RELATOS CORTOS

La princesa no prometida (1ª parte)ar

Con un exquisito ramo de flores, recién cortadas con una hoz de oro, una bella princesa paseaba por los enormes jardines de su colosal palacio. Los pájaros trinaban, alegres, celebrando la vida, la felicidad y el buen rollito. En el cielo, solo unas pocas nubes, realzando la belleza de ese mismo cielo azul. Incluso en el estanque de los cocodrilos, los susodichos animalejos sonreían ante tanta felicidad, sin dejar de juguetear con las pirañas caníbales que, a su vez, celebran su inmensa felicidad con sonrientes tiburones. De esos escualos que solo se alimentan de bañistas gorditos, que solo hueso no es de su agrado.

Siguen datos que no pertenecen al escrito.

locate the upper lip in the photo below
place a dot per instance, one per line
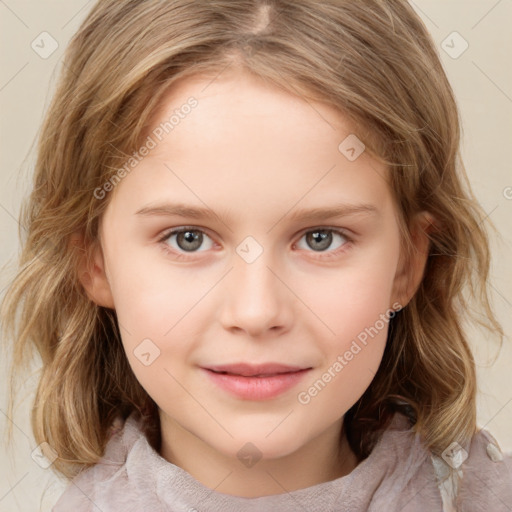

La princesa paseaba todos los días por esos enormes jardines. Además de hacer un ejercicio perfecto para sus firmes glúteos, comía sano. Su padre, el Rey de un reino muy, muy lejano (más o menos por donde Cristo perdió las alpargatas) hizo levantar esos jardines con una historia en la mente: la de las siete vacas flacas y las siete vacas gordas. Ordenó plantar toda clase de frutales, así como verduras, tomates, frescas cuevas con champiñones, bellas parras de vid… No olvidó, que para algo es un rey sabio y prudente, de esos que cuidan el planeta y apuestan por el ecologismo; de plantas carnívoras que mantenían las plagas de insectos en su justa medida. De vez en cuando desaparecía un pájaro, alguna tarántula, un jardinero, cosas por el estilo. Pero, bueno, son cosas del ecologismo.

En el inmenso jardín del inmenso palacio no solo vivían plantas que solo regalaban belleza y sombra. Allí convivían plantas que ofrecían verdaderos banquetes. En sus paseos, la princesa cataba albaricoques dulces como la miel; pececillos que atrapaba con sus delicadas manos de dedos finos y hermosos y, con sus dientes perfectos, los devoraba crudos y vivos. Uvas que parecían de azúcar, higos exquisitos y hasta kakis de pulpa tan sabrosa que deleitaba hasta lo más profundo del alma. Mordisqueaba peras y manzanas, además de ciruelas y ciruelos tan exquisitos, que más de un rey daría su reino solo por saborearlos. En ocasiones, la princesa mojaba los labios en fuentes de agua fresca y clara o, si estaba juguetona ese día, en fuentes donde brotaba vino o cazalla de la buena, esa que desinfecta incluso el intestino delgado. Hasta la gravilla de los senderos, cuidadosamente seleccionada por su melodía al ser pisada por los pequeños pies de la princesa, deleitaba cuerpo, alma y espíritu.

Es esa misma gravilla la que advierte que alguien se acerca. Pasos firmes, casi militares, de zancadas largas, no es una mujer. El visitante calza botas de montar de buen cuero, trabajado por expertos artesanos. Escuchando el ruido, la princesa calcula que le llegan hasta un poco por debajo de la rodilla. Por lo tanto, no es un militar que vive, come y duerme sobre su caballo. Esos necesitan botas muy altas. Debe ser alguien que solo usa el caballo para ocasionales desplazamientos. Espuelas de plata con punta de acero, de las caras, calcula con buen tino. Pasos largos, de buen pisar. Es un hombre que mide cuidadosamente su forma de caminar para, con toda seguridad, resaltar su figura hermosa, gallarda, tan bella que apabulla. Por esos pasos, la princesa adivina fuertes y bien esculpidos músculos en agotadoras sesiones en el gimnasio. Ejercicio ayudado por drogas permitidas y otras no tan permitidas. Que los músculos son lo primero, y la salud… Bueno.

  • Vamos, no me jodas, – murmura la princesa, dejando el ramo de flores y la hoz de oro sobre un banco de alabastro. – Otro príncipe azul. Es que son una plaga.